Brett L. Sappington of the market research firm Parks Associates, said AT&T can now go “head to head with big players in the industry ... this could trigger a round of consolidat­ion. Many companies will say ‘If we don’t partner up to find negotiatin­g power in this current environmen­t, we stand to lose out.’ ”

Boston College Law School professor Dan Lyons said, “This is really about acquiring content, getting the demographi­c informatio­n that allows them to compete against Netflix — they have detailed profiles about their customer preference­s and needs. If AT&T can marry what they know about consumers with what Time Warner knows about content, they can compete on the playing field a little more competitiv­ely.”

Lyons predicted more mergers as companies try to find new ways to build their businesses.

“We’re going to see a lot more experiment­ation,” Lyons said, noting that Disney has been trying to acquire Fox and Comcast may now put in a bid for the company as early as today following yesterday’s ruling. Waiting in the wings are potential big-billions deals involving Verizon and CBS, T-Mobile and Sprint.

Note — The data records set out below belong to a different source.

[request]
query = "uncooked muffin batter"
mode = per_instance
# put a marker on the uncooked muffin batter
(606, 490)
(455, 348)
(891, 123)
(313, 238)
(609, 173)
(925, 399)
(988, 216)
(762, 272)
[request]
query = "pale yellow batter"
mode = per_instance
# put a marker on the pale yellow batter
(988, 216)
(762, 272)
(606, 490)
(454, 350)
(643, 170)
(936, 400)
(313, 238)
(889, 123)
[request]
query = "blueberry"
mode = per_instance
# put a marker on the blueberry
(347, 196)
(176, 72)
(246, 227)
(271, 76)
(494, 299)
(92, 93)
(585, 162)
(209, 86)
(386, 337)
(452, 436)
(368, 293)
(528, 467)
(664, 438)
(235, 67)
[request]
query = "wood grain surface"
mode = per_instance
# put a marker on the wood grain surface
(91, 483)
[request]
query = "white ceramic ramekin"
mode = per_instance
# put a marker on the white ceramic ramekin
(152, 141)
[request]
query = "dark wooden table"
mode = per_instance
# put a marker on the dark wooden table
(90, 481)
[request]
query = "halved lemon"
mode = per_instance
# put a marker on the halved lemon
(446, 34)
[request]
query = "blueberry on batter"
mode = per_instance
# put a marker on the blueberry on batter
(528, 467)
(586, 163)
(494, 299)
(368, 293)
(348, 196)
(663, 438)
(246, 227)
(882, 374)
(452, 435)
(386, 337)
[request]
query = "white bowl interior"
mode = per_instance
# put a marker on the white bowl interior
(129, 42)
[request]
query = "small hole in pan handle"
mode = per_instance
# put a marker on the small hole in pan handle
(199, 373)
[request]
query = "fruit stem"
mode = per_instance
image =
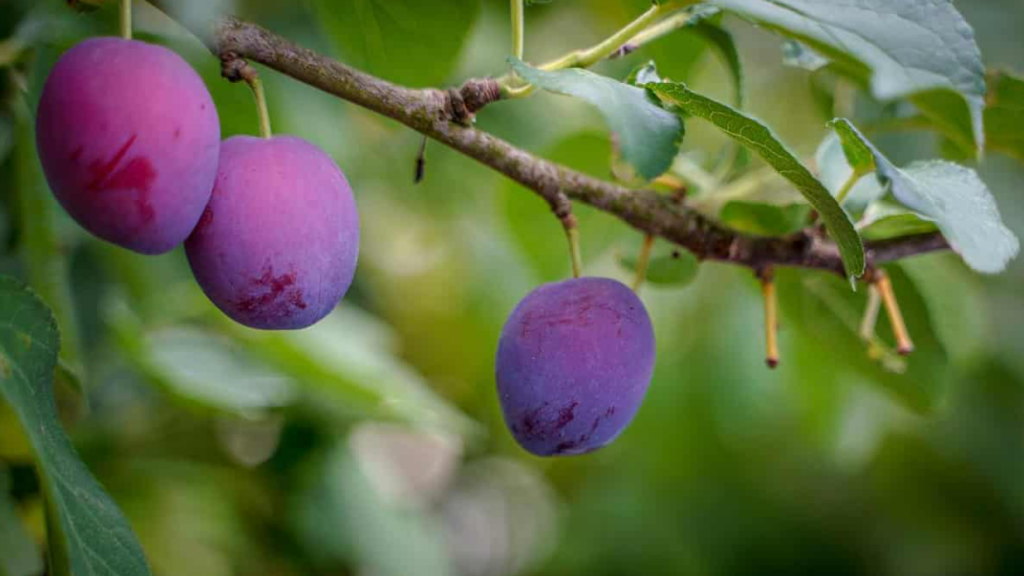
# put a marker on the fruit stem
(126, 19)
(518, 28)
(632, 35)
(870, 314)
(264, 117)
(573, 236)
(903, 343)
(771, 318)
(642, 261)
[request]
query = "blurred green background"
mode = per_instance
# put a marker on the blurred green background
(373, 443)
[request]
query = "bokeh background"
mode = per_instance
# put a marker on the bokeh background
(373, 444)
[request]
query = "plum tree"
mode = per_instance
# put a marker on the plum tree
(276, 246)
(573, 363)
(128, 137)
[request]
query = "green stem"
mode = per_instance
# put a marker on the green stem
(573, 236)
(589, 56)
(126, 19)
(848, 186)
(642, 261)
(264, 116)
(518, 28)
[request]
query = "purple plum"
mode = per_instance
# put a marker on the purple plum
(278, 245)
(128, 137)
(573, 363)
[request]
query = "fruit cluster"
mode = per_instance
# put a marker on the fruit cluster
(271, 233)
(269, 224)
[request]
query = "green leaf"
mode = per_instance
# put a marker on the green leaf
(798, 54)
(648, 136)
(208, 370)
(763, 140)
(668, 266)
(18, 553)
(951, 196)
(765, 219)
(1005, 114)
(884, 220)
(93, 535)
(407, 41)
(835, 170)
(343, 503)
(724, 44)
(903, 48)
(350, 358)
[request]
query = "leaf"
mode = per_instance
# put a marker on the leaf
(951, 196)
(648, 136)
(18, 553)
(407, 41)
(1005, 114)
(344, 503)
(884, 220)
(835, 170)
(765, 219)
(210, 371)
(798, 54)
(903, 48)
(723, 42)
(672, 266)
(763, 140)
(93, 534)
(348, 356)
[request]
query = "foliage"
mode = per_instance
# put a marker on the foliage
(374, 443)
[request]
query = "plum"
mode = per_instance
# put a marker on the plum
(128, 137)
(278, 245)
(573, 363)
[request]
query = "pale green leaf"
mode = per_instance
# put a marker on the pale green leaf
(904, 48)
(951, 196)
(1005, 114)
(648, 136)
(763, 140)
(212, 372)
(93, 535)
(799, 54)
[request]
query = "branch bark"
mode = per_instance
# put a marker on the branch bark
(445, 116)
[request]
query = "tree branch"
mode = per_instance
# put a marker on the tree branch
(445, 116)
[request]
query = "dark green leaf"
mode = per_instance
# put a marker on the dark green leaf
(726, 47)
(884, 220)
(765, 219)
(951, 196)
(648, 136)
(763, 140)
(407, 41)
(94, 537)
(18, 553)
(903, 47)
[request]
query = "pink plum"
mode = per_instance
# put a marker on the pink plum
(278, 245)
(128, 137)
(573, 364)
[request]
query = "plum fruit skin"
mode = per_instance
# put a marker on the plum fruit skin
(278, 245)
(573, 363)
(128, 137)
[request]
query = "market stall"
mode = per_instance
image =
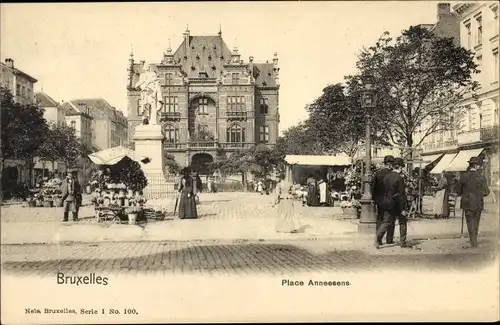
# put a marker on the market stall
(118, 187)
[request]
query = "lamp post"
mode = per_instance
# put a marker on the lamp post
(368, 218)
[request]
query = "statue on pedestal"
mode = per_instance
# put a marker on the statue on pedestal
(150, 88)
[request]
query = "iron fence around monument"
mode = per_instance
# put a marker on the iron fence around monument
(161, 186)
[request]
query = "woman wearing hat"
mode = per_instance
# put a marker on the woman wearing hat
(187, 203)
(472, 188)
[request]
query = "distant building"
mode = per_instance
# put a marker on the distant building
(212, 99)
(109, 125)
(55, 114)
(19, 83)
(80, 119)
(478, 132)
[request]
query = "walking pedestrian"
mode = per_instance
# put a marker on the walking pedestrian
(187, 202)
(394, 203)
(472, 188)
(71, 195)
(287, 221)
(378, 194)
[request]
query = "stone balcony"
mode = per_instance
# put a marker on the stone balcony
(469, 137)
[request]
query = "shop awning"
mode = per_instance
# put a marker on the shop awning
(460, 163)
(318, 160)
(114, 155)
(443, 163)
(426, 160)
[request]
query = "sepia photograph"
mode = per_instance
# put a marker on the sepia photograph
(269, 161)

In his announcing his decision, Leon said the government failed to prove the merger would lead to higher prices and other harm to consumers. He rejected the notion of temporaril­y suspending the merger, which has a June 21 deadline, for a possible appeal by the government.

The ruling is a stinging defeat for the Justice Department. First floated in October 2016, the deal also brought fire from then-candidate Donald Trump, who promised to kill it “because it’s too much concentrat­ion of power in the hands of too few.”

Dallas-based AT&T is a wireless, broadband and satellite behemoth that also became the country’s biggest pay-TV provider with its purchase of DirecTV. It claims about 25 million of the 90 million or so U.S. households that are pay-TV customers.